もちろんこれまでの出来事を加味すると真理亜が素直に約束を守るとは限らないが、期待を裏切られる可能性があっても相応の見返りは得られると来栖も理解していた。
「クーくんお願い、蘇芳ちゃんのためにも真理亜さんの依頼を受けようよ」
丹は来栖の背中にしがみついたまま横から顔を覗かせて、来栖に上目遣いで蘇芳の戸籍を得るために真理亜の依頼を受けるよう懇願する。

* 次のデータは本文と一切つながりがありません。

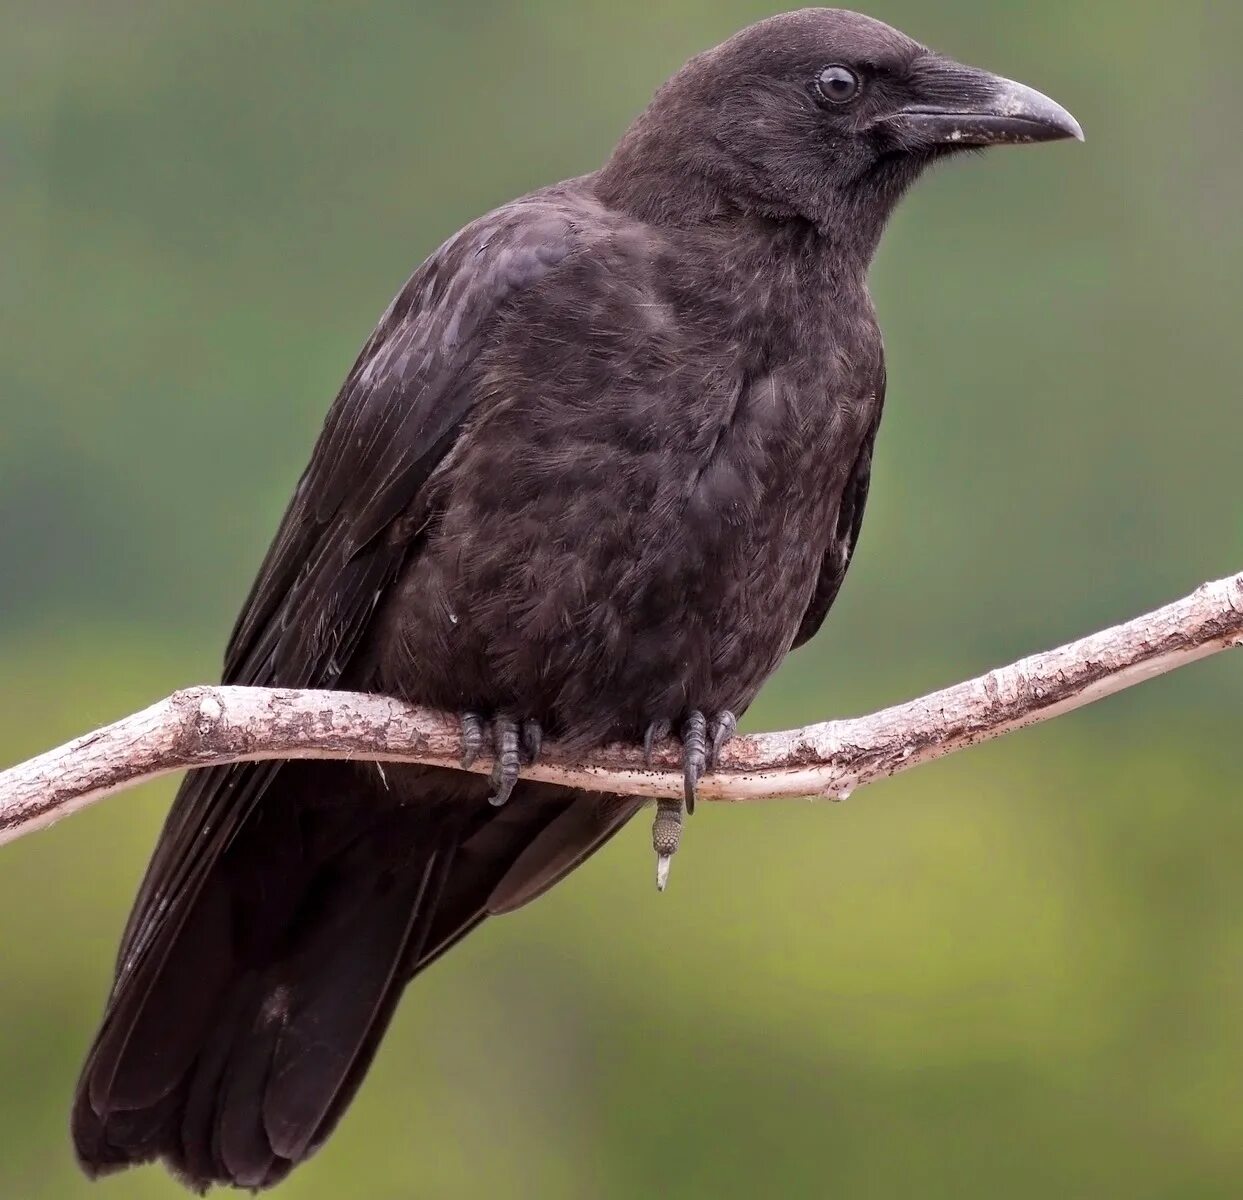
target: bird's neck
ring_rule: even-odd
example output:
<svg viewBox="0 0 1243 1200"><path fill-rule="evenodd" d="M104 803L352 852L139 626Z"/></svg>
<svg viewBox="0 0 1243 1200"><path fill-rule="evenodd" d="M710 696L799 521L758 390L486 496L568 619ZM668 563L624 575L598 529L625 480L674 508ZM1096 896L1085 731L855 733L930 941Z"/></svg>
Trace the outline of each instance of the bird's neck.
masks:
<svg viewBox="0 0 1243 1200"><path fill-rule="evenodd" d="M596 173L595 187L605 204L649 225L685 228L739 210L778 220L802 215L695 120L671 120L657 104L617 143Z"/></svg>
<svg viewBox="0 0 1243 1200"><path fill-rule="evenodd" d="M641 137L623 140L593 182L602 203L645 224L682 230L727 225L766 251L811 255L834 274L860 279L900 197L895 190L885 202L871 190L842 190L795 205L768 194L763 180L737 171L725 179L702 161L671 171L667 156L645 153Z"/></svg>

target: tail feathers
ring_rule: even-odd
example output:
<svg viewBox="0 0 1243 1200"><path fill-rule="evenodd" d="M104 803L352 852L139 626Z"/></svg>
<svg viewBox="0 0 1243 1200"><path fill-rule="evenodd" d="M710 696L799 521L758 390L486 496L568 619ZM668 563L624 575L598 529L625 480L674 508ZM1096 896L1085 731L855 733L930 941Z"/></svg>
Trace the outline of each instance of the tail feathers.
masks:
<svg viewBox="0 0 1243 1200"><path fill-rule="evenodd" d="M295 974L310 986L296 993L278 989L269 998L277 1008L269 1020L279 1023L280 1033L263 1116L278 1155L296 1162L318 1147L330 1132L329 1113L362 1082L370 1058L360 1064L359 1052L378 1044L388 1027L405 983L399 968L417 954L411 942L429 924L433 893L443 886L451 858L449 849L433 854L413 887L393 887L329 944L306 947ZM334 1036L335 1030L349 1036Z"/></svg>
<svg viewBox="0 0 1243 1200"><path fill-rule="evenodd" d="M641 803L530 783L496 809L485 781L447 772L403 801L334 768L281 771L184 919L144 887L131 926L149 936L124 956L74 1103L87 1174L159 1158L200 1191L278 1183L353 1099L406 983ZM179 831L174 867L198 844Z"/></svg>
<svg viewBox="0 0 1243 1200"><path fill-rule="evenodd" d="M247 914L209 883L154 978L126 981L74 1105L89 1175L163 1158L196 1190L263 1188L323 1142L392 1017L451 856L398 869L391 843L377 857L366 841L316 876L271 961L221 965L218 927Z"/></svg>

「アタシからも頼むよクーくん。一生のお願いだから、ね?」
蘇芳を背中に従えた葵も来栖の前に進み出てくると、真理亜の依頼通り天連に協力して平輔を討つように頼んでくる。霧島姉妹に祈るような顔をされながら囲まれ、葵の影に隠れている蘇芳からも澄んだ眼差しで真っ直ぐに顔を見上げられて来栖は非常に困惑した顔を浮かべた。
「…分かったよ、そこの長髪に協力して平輔を倒す。平輔を倒したら、約束は守ってもらうぞ安倍さん」
「勿論ですわ。そちらも平輔という厄介な吸血鬼をしっかり始末してくださいね?」
渋面を浮かべた来栖が顎で天連をしゃくりながら依頼を承諾する旨を告げると、真理亜は平輔を始末を念入りに約束させる。
「あんたに言われるまでもないよ。紅子さんを襲って丹たち家族が離れ離れになる原因を作り爺ちゃんを殺した平輔は、ウワバミの務めだけでなく個人的にも許さねぇ」
「商談成立ですわね」
来栖が平輔を打倒する確固たる意思を表明すると、真理亜は満足げに妖艶な笑みを浮かべた。